CUDA Python, here we come: Nvidia offers Python devs the gift of GPU acceleration

Nvidia’s CUDA team has released version 11.5 of its parallel computing platform and pushed a Python-flavoured subproject forward in the process.

With the update, CUDA Python leaves its preview phase behind and should now be fit for general usage. The collection of Cython bindings, Python API wrappers, and libraries is meant to help data scientists and developers from the fields of HPC and ML to use Nvidia GPUs to accelerate their projects by providing them with a simpler way of accessing the CUDA host APIs. 

When used correctly, Nvidia promises for CUDA Python code to be about as performant as its C++ equivalent.

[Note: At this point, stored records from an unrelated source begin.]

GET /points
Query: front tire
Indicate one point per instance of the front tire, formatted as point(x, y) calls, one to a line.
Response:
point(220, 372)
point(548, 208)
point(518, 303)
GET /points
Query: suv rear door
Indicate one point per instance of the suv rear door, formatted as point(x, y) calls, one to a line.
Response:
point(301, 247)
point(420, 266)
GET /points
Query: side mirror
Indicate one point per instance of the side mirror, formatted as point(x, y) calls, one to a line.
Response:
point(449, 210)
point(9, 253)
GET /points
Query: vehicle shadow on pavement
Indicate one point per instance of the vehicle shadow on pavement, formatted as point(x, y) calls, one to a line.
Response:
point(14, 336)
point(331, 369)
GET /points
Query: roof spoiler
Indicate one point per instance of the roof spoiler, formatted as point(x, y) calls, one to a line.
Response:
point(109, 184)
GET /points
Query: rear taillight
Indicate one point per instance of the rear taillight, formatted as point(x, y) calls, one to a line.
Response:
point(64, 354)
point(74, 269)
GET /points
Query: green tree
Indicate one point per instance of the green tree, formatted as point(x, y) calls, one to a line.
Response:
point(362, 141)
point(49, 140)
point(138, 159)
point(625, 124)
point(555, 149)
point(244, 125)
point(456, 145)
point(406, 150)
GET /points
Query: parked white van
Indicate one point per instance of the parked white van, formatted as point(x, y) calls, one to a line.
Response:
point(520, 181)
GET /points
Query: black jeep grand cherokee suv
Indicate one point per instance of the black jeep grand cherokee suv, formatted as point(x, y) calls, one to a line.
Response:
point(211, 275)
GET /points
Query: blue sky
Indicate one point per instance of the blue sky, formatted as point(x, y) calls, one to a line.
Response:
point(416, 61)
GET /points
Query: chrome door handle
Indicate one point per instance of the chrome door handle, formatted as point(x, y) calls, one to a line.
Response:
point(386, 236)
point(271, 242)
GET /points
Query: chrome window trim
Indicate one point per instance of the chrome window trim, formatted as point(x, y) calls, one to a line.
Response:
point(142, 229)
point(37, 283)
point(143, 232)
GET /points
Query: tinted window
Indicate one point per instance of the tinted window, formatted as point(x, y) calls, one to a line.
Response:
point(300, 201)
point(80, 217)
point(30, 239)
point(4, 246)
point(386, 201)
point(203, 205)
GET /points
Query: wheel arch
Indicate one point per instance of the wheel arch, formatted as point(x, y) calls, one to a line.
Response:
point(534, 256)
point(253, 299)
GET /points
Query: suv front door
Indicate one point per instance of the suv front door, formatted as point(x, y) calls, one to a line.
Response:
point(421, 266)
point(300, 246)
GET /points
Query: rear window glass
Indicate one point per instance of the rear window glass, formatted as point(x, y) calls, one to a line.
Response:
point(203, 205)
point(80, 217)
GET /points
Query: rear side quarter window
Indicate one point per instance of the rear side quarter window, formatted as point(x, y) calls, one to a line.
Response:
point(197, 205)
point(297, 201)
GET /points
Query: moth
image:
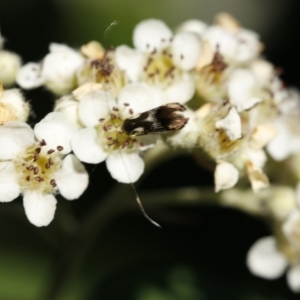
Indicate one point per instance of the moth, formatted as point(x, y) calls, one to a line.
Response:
point(164, 118)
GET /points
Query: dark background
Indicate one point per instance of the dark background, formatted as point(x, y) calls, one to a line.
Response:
point(200, 252)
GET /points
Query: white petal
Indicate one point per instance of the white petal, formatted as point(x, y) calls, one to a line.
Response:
point(293, 278)
point(258, 178)
point(181, 90)
point(56, 130)
point(188, 136)
point(194, 26)
point(263, 70)
point(248, 45)
point(280, 146)
point(226, 176)
point(29, 76)
point(9, 187)
point(93, 106)
point(257, 157)
point(124, 167)
point(241, 87)
point(39, 208)
point(14, 98)
point(72, 179)
point(131, 61)
point(151, 34)
point(69, 107)
point(298, 194)
point(59, 68)
point(16, 136)
point(140, 98)
point(10, 63)
point(231, 124)
point(262, 135)
point(86, 148)
point(219, 38)
point(147, 141)
point(186, 50)
point(291, 227)
point(264, 260)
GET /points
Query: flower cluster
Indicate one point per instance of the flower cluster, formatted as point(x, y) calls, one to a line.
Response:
point(236, 109)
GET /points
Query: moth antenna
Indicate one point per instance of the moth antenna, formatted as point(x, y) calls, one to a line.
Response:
point(109, 28)
point(138, 200)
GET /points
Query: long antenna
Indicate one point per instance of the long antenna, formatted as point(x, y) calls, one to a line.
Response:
point(109, 28)
point(138, 200)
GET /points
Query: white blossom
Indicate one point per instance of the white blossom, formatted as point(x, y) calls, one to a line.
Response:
point(13, 106)
point(231, 124)
point(57, 71)
point(266, 261)
point(37, 171)
point(10, 63)
point(226, 176)
point(162, 60)
point(103, 137)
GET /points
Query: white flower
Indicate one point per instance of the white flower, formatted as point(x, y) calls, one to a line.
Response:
point(242, 89)
point(255, 160)
point(287, 140)
point(231, 124)
point(266, 261)
point(12, 106)
point(68, 106)
point(226, 176)
point(162, 60)
point(56, 128)
point(57, 71)
point(188, 136)
point(104, 71)
point(103, 137)
point(37, 171)
point(237, 46)
point(10, 63)
point(195, 26)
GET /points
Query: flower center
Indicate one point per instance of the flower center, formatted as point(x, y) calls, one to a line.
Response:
point(159, 67)
point(36, 167)
point(107, 73)
point(111, 135)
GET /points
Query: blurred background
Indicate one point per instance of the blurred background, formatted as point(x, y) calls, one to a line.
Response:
point(200, 252)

The project is meant to work on all platforms also supporting CUDA, and needs Cython 0.29.24, pytest 6.2.4, pytest-benchmark 3.4.1, and numpy 1.21.1 (or newer versions) to be fully functioning.

Going back to CUDA itself, version 11.5 has learned to work with signed and unsigned normalised 8- and 16-bit types and was fitted with a first version of a new __int128 data type. Developers however shouldn’t expect too much from the latter yet, as the new type still lacks broad support for math operations, libraries, and dev tools at this point. Starting with the current release, floating point division should work a bit faster when the divisor is known at compile time, though users have to enable the corresponding optimisation via nvcc -Xcicc -opt-fdiv=1 first.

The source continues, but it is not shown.